Previously, the Justice Manual explained the Antitrust Division’s policy “that credit should not be given at the charging stage for a compliance program.” As of Friday, this text has been deleted and the Antitrust Division has updated its Manual. Now, when determining how to resolve criminal charges against a corporation, one factor prosecutors must consider is “the adequacy and effectiveness of the corporation’s compliance program at the time of the offense, as well as at the time of the charging decision.”
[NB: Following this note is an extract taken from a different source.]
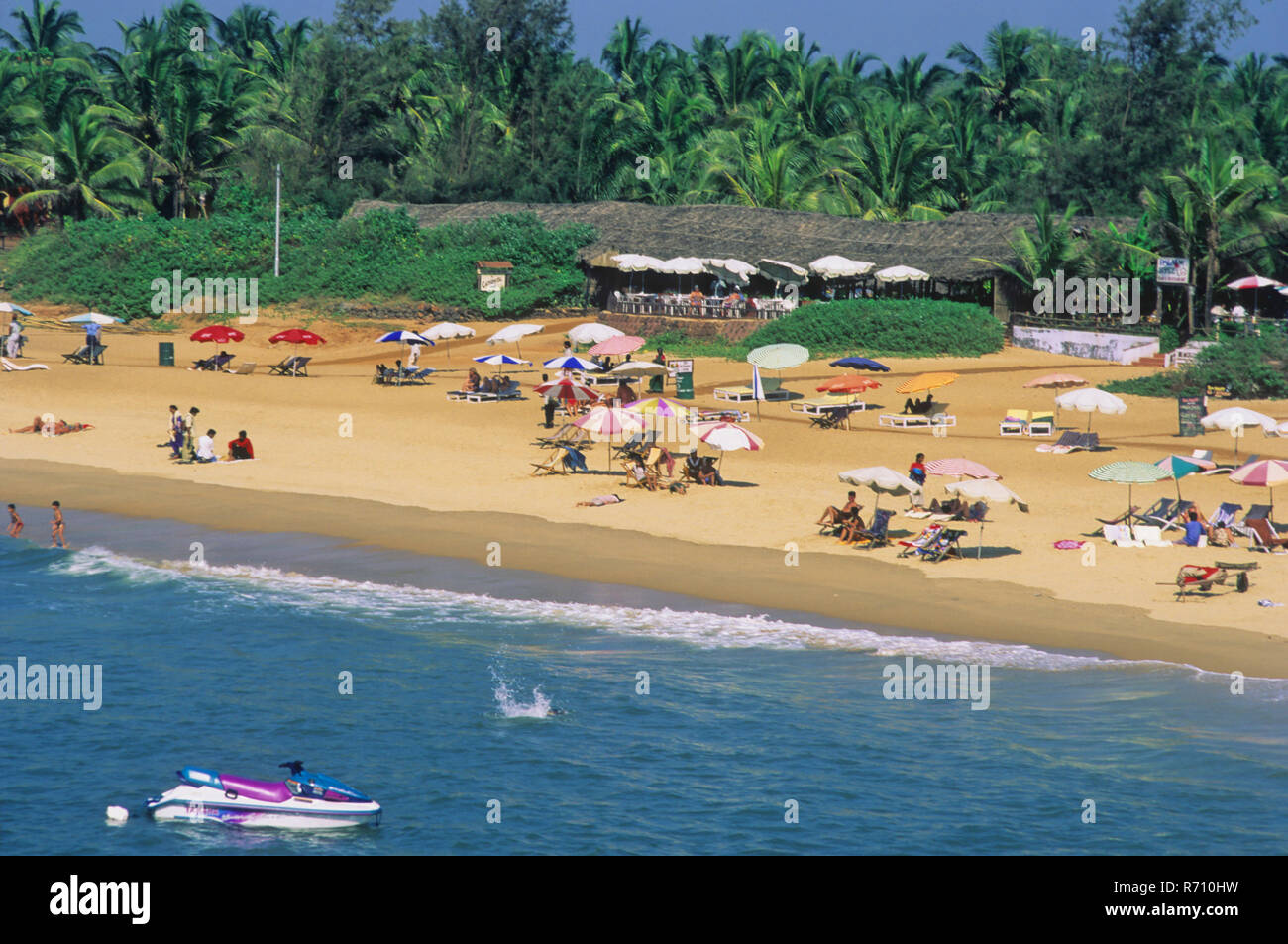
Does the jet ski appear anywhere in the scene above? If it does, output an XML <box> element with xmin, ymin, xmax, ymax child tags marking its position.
<box><xmin>145</xmin><ymin>760</ymin><xmax>381</xmax><ymax>829</ymax></box>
The Division also published a guidance document that focuses on evaluating compliance programs in the context of criminal violations. The guidance is intended to provide transparency regarding the Division’s compliance analysis and contains two sections: one that evaluates antitrust compliance programs at the charging stage, and the other that evaluates antitrust compliance considerations at sentencing. At the charging stage, the guidance directs prosecutors to ask: 1) whether the company’s compliance program addresses and prohibits criminal antitrust violations; 2) whether the antitrust compliance program detects and facilitates prompt reporting of violations; and 3) to what extent the company’s senior management was involved in the violation. During sentencing, the guidance instructs prosecutors to evaluate whether to recommend sentencing reductions based on a company’s effective antitrust compliance program.